Por conta desse filme, Adhemar ainda é reconhecido como um dos poucos medalhistas de ouro olímpicos que desempenhou um papel importante no cinema.
Estudou Educação Física na Escola do Exército, Direito na Faculdade Nacional de Direito da Universidade do Brasil (1968) e Relações Públicas na Faculdade de Comunicação Social Cásper Libero (1990).[carece de fontes?]
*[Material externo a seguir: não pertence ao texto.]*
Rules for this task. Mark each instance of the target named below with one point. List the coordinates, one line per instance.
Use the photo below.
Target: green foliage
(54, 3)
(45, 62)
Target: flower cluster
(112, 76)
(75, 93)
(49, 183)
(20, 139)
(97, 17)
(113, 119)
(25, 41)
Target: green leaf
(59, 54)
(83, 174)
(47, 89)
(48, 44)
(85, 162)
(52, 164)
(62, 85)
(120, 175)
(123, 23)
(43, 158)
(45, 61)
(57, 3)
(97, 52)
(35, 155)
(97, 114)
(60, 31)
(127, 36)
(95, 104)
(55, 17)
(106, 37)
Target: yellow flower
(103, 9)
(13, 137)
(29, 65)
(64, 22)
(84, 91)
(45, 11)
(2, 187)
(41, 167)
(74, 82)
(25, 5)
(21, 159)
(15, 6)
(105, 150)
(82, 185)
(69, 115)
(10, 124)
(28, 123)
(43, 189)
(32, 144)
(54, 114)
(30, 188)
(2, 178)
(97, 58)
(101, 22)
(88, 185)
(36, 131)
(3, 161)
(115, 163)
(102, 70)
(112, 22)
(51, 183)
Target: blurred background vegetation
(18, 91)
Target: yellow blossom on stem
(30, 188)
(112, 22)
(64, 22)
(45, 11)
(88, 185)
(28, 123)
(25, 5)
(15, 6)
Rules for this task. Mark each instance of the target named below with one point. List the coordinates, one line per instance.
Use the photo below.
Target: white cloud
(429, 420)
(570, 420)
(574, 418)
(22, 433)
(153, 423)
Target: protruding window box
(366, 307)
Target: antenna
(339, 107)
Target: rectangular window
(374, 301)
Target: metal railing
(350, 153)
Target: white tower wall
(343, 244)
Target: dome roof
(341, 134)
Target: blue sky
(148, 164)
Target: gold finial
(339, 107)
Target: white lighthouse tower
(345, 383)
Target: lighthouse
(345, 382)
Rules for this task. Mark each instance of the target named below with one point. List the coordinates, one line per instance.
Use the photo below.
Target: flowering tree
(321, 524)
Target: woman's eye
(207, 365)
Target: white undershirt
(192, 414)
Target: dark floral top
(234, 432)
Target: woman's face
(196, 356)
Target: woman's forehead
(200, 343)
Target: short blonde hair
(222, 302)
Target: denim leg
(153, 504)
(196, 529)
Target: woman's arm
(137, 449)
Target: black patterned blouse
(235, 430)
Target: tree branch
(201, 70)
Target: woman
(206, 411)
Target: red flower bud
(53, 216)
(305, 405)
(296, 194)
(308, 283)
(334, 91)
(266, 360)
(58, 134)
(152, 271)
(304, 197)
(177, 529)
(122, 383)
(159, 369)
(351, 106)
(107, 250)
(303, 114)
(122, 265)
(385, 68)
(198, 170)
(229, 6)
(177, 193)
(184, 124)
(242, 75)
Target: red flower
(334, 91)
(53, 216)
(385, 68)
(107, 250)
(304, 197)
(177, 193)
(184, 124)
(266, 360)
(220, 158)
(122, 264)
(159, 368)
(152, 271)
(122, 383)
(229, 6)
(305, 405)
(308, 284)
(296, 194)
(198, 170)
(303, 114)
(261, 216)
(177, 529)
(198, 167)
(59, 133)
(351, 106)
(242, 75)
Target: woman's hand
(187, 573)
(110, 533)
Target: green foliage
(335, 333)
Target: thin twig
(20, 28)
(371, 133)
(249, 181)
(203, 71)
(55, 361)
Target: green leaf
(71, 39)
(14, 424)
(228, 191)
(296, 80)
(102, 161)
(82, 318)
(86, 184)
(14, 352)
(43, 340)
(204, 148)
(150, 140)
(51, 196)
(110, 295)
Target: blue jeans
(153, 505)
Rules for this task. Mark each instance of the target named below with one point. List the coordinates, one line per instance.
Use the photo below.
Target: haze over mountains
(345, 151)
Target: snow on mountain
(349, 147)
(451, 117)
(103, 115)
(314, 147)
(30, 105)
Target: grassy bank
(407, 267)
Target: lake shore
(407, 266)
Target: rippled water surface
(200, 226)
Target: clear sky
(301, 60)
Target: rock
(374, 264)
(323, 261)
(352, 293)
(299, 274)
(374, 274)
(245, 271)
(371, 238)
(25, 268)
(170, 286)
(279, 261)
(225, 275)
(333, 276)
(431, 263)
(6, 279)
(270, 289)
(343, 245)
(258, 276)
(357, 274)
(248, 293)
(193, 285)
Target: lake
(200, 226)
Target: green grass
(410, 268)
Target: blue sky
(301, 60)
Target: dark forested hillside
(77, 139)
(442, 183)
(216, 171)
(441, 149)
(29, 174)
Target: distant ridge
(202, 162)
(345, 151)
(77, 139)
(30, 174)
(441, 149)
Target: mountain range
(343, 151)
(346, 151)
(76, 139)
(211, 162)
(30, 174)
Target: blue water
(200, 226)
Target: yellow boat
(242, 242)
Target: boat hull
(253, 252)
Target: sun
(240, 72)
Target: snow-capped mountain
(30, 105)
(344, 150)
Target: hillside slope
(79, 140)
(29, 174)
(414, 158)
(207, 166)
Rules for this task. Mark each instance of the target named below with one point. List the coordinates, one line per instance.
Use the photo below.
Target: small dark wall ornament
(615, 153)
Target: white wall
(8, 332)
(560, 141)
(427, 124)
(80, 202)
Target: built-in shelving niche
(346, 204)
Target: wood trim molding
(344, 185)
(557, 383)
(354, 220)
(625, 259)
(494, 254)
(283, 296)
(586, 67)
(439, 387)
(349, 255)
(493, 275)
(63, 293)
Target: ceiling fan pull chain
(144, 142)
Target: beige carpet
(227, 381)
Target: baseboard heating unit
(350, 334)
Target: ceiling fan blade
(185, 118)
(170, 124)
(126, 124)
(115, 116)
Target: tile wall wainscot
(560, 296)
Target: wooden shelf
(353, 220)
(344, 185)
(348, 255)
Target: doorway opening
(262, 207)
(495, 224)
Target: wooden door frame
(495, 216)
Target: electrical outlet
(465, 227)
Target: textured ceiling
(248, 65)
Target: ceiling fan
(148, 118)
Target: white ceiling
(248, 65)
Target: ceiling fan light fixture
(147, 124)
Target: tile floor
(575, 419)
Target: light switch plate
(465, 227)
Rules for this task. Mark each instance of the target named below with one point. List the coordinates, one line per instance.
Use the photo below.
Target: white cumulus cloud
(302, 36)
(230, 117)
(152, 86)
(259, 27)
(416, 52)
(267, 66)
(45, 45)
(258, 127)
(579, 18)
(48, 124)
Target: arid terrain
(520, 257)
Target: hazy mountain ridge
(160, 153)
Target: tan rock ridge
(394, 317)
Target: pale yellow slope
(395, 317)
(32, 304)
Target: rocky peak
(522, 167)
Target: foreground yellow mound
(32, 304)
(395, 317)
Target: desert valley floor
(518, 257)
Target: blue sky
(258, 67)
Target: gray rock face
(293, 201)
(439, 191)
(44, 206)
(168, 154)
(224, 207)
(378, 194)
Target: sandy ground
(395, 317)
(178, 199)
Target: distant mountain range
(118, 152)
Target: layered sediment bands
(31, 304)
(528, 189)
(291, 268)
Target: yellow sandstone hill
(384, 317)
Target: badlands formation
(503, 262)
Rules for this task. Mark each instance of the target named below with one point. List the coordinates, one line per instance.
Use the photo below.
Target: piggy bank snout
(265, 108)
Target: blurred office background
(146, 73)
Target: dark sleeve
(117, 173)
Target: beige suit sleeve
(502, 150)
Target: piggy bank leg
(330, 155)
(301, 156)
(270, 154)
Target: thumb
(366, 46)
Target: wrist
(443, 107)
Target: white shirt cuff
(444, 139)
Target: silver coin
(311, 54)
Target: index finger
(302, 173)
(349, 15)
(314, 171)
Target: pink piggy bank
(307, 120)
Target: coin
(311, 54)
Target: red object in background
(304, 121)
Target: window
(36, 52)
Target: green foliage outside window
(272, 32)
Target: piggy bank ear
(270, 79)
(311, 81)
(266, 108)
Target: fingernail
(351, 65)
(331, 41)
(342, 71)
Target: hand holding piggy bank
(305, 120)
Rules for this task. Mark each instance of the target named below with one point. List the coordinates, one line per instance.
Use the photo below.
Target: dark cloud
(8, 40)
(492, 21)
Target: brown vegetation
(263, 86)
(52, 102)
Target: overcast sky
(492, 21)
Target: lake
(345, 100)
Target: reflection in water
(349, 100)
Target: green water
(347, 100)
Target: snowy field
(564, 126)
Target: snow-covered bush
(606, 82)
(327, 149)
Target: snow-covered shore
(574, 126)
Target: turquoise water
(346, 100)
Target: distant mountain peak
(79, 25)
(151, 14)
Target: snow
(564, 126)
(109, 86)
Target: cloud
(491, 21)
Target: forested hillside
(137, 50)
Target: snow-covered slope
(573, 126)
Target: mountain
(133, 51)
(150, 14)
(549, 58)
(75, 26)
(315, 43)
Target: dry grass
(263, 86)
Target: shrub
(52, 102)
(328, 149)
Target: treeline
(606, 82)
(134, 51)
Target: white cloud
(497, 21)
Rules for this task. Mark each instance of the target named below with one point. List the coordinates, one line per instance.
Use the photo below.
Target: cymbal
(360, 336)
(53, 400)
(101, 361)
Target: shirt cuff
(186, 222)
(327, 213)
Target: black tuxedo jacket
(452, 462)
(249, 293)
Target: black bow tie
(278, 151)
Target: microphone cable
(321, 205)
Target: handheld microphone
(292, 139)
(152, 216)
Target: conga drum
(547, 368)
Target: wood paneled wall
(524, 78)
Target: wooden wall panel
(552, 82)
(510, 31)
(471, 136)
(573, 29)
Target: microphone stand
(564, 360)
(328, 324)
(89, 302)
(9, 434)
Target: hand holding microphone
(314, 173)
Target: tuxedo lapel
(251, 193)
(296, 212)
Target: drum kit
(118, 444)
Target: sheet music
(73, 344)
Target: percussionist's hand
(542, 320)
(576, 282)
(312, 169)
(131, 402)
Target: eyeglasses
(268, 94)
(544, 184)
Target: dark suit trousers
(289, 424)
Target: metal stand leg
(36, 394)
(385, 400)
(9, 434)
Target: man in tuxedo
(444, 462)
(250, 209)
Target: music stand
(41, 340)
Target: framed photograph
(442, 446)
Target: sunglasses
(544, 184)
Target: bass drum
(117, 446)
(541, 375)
Em 1993, Adhemar foi entrevistado pelo Museu da Pessoa, contando sobre momentos marcantes de diferentes fase de sua vida pessoal e profissional. Ao ser perguntado sobre o retorno para o Brasil após sua primeira medalha de ouro nas olimpíadas, o atleta demonstra a reação de sua mãe ao lhe dizer que a família não poderia aceitar uma casa que lhe seria dada pelos leitores da Gazeta Esportiva:Eu digo: "Tudo bem mamãe, eu tenho que explicar uma coisa à senhora - nós não vamos receber esta casa." "Por quê?" "Porque se recebermos, eu serei considerado profissional." [...] Ela me perguntou o que era ser profissional, e eu disse que ser profissional significa não mais poder participar das competições, e possivelmente não mais dar uma alegria da senhora estar aqui visitando o Rio, com esta mordomia toda, etc., e além do mais eu terei que devolver a medalha de ouro. Então, diante disso, a minha mãe disse: "Bem, meu filho, não vamos receber essa casa. Essa casa talvez não traga a felicidade que a gente espera." Então eu fiquei satisfeitíssimo porque ela de pronto entendeu. Agora podem notar o que era dificuldade, quer dizer um atleta não ganhava, não podia ganhar, não podia ter auxílios, e eu trabalhava pela manhã, trabalhava à tarde, estudava à noite, e treinava em hora de almoço.Além de detalhes de sua vida como atleta, Adhemar conta sobre quando trabalhou em um ateliê de escultura após se formar na Escola Técnica de São Paulo, sendo um dos responsáveis pelos bustos de Matarazzo, e como servidor da prefeitura de São Paulo durante a gestão de Jânio Quadros. Somado a isso, também foi comentarista esportivo, locutor da Rádio Panamericana, e colunista do jornal carioca Última Hora. Poliglota, foi adido cultural na embaixada brasileira em Lagos, Nigéria, entre 1964 e 1967.